カミュは文学者として優れているのはもちろんなのだが、個人的に強く惹かれるのは、サルトルと決別した後の不遇と考えられている時期の彼の生き方。カミュモラリストと呼ばれることもあるが、当時あれだけ叩かれ、仲がよかったはずのサルトルからも決別宣言され(本書を読んだ中では、やはりサルトルは大人げなかったと思う。カミュジャンソンを無視してサルトルを攻撃したというミスはあったものの、政治的思想がぶつかったからといって友人関係もやめると公に宣言したのは、どうも子供じみている)、文壇からも距離を置き、孤立を深める中でも、自分の意思を貫いた。あの姿にどうしようもなく惹かれる。不条理に立ち向かうシーシュポスの姿も重なる。

カミュはテロ行為、無差別な暴力に強く反対していた。中途半端な態度だと言われようとも、当時の共産主義革命が呼び込もうとしていた暴力の存在に反対していた。現代から振り返れば、共産革命はカミュの言った通り、暴力が支配するものとなってしまったので、後知恵としてはカミュの言ったことは正しかった。ただ、当時、あれだけの状況で立場を変えなかった。当然、実際はカミュを支持する人々も多くいただろうし、その「孤立」と「追放」がどれほどのものだったかはわからないが、後年の作品を見ると。やはり孤独の中で戦っていた様子が見て取れる。

ロットマン『伝記 アルベール・カミュ』からの引用として、若い友人に宛てた手紙が紹介されていた。少し長いが、強く心に残ったので、以下に引用しておく。

受けいれなければならない孤独というものがあります。しかし、僕は何年にもわたってこの孤独に逆らってきました。僕は、人と人とを隔てるあらゆるものが恐ろしいからです。いまでも逆らっていますが、求めるものを最小限に抑えようと思うならば、この孤独は避けがたいものです。人は、ありのままの自分を、みんなから愛され、認められたいと思います。
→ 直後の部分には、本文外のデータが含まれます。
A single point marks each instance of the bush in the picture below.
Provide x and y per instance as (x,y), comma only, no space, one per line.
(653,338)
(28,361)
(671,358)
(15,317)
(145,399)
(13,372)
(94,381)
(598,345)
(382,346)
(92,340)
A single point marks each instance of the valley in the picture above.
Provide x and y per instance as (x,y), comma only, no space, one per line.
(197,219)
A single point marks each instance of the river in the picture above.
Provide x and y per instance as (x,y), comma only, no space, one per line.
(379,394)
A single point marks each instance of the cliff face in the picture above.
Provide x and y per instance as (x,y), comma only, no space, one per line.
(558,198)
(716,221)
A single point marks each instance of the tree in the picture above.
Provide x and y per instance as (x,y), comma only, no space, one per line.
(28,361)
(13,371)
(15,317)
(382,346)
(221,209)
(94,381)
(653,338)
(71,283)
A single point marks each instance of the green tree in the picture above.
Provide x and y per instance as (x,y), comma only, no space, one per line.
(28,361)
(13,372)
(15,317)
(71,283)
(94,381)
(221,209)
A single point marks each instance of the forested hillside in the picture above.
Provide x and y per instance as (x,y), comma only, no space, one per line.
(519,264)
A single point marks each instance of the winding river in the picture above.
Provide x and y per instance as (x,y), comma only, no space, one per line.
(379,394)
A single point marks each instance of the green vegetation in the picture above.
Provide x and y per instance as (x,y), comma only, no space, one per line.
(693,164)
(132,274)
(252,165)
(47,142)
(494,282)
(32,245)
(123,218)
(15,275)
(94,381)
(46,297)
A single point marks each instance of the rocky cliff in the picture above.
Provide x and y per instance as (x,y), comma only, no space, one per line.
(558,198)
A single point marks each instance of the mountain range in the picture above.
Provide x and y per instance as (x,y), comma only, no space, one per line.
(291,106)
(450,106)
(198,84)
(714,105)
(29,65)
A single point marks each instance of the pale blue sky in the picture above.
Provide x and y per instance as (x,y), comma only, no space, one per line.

でも、それは思春期の若者のような青くさい欲求なのです。遅かれ早かれ、人は老い、裁かれ、断罪されることに同意し、愛からの贈り物(欲望、情愛、友情、連帯)を自分の身には過ぎたものだと認めなければならなくなるのです。道徳など役に立ちません。ただ、真理だけが・・・・・・つまり、たえず真理を探究しつづけること、あらゆる場所において、真理を見つけたらそれを語り、その真理を生きること、それだけが、人の歩みにたいして、意味と方向をあたえてくれるのです。

暴力をかたくなに拒否し、共存を唱えたカミュ。隣国を侵略したという過去を持つ日本に住む者にも、彼の姿勢から学ぶことは多くある。

それにしても、若すぎる最期であった。人並みに長生きしていれば、独立後のアルジェリアを見守ることができたし、共産主義革命の暴力的な失敗も実際に目にすることができたかもしれない。